Nina Scheer, MdB – Hermann Falk, BEE
Die SPD-Bundestagsabgeordnete Dr. Nina Scheer hat Anfang Mai in ihren Eckpunkten zur EEG-Novelle den Sinn von Ausschreibungen bestritten, wie sie ab 2017 eingeführt werden sollen. Der Ausbau Erneuerbarer Energien sei aufgrund von Marktverzerrungen zugunsten der Fossilen immer noch auf Förderung angewiesen. Die Umstellung auf Ausschreibungen gefährde allerdings die Akteursvielfalt und stoße auf Protest. Die Erneuerbaren-Verbände applaudierten. Solarify dokumentiert den Brief des BEE-Geschäftsführers Dr. Hermann Falk.
Nina Scheer, MdB: Eckpunkte zum EEG 2016 (Stand: 9. Mai 2016)
Wir tragen in Deutschland mit Blick auf die Fortsetzung der Energiewende eine große Verantwortung. Weltweit besteht eine hohe Aufmerksamkeit, mit welchen Instrumenten in der Industrienation Deutschland als europaweit wirtschaftsstärkstes Exportland die Energiewende vorangebracht wird.
Dreh- und Angelpunkt der Energiewende ist der Ausbau Erneuerbarer Energien: Über 30 % unseres Stroms in Deutschland ist inzwischen regenerativ. Es entstanden auf diesem Weg ca. 450 000 Arbeitsplätze – verteilt auf kleine Installationsbetriebe, aber auch Erneuerbare-Energien-Unternehmen, die die betreffenden Technologien binnen weniger Jahre zu Weltmarktprodukten revolutionierten.
Der Ausbau Erneuerbarer Energien gibt uns zugleich reale Systemveränderungs-, Netzausbau- und Speicherbedarfe an die Hand und vermittelt Anreize für die Entwicklung von Synergien und Verknüpfungen mit dem Wärme- und Mobilitätssektor (Sektorenkopplung).
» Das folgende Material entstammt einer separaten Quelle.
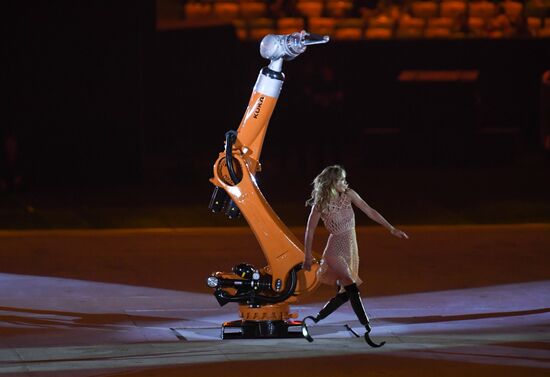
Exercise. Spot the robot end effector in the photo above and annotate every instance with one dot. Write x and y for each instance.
(286, 47)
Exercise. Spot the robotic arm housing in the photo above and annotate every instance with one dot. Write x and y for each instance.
(263, 294)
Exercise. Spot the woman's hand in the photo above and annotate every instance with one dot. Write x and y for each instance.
(307, 263)
(399, 233)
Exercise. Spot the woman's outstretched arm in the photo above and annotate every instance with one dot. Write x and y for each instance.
(312, 222)
(374, 215)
Aufgrund nach wie vor bestehender Marktverzerrungen zugunsten konventioneller Energiegewinnungsformen (insbes. nicht hinreichend eingepreiste externe Effekte) ist der Ausbau Erneuerbarer Energien heute noch auf ein effektives Förderinstrument angewiesen.
Bislang steht hierfür das Erneuerbare – Energien – Gesetz (EEG) mit seinen beiden Säulen: Der über 20 Jahre gesetzlich garantierten Einspeisevergütung mit Abnahmevorrang von Strom aus Erneuerbaren Energien. Eben diese Mechanismen veranlasst eine Vielfalt von Akteuren, vor Ort aktiv zu werden und die Energiewende mit zu gestalten.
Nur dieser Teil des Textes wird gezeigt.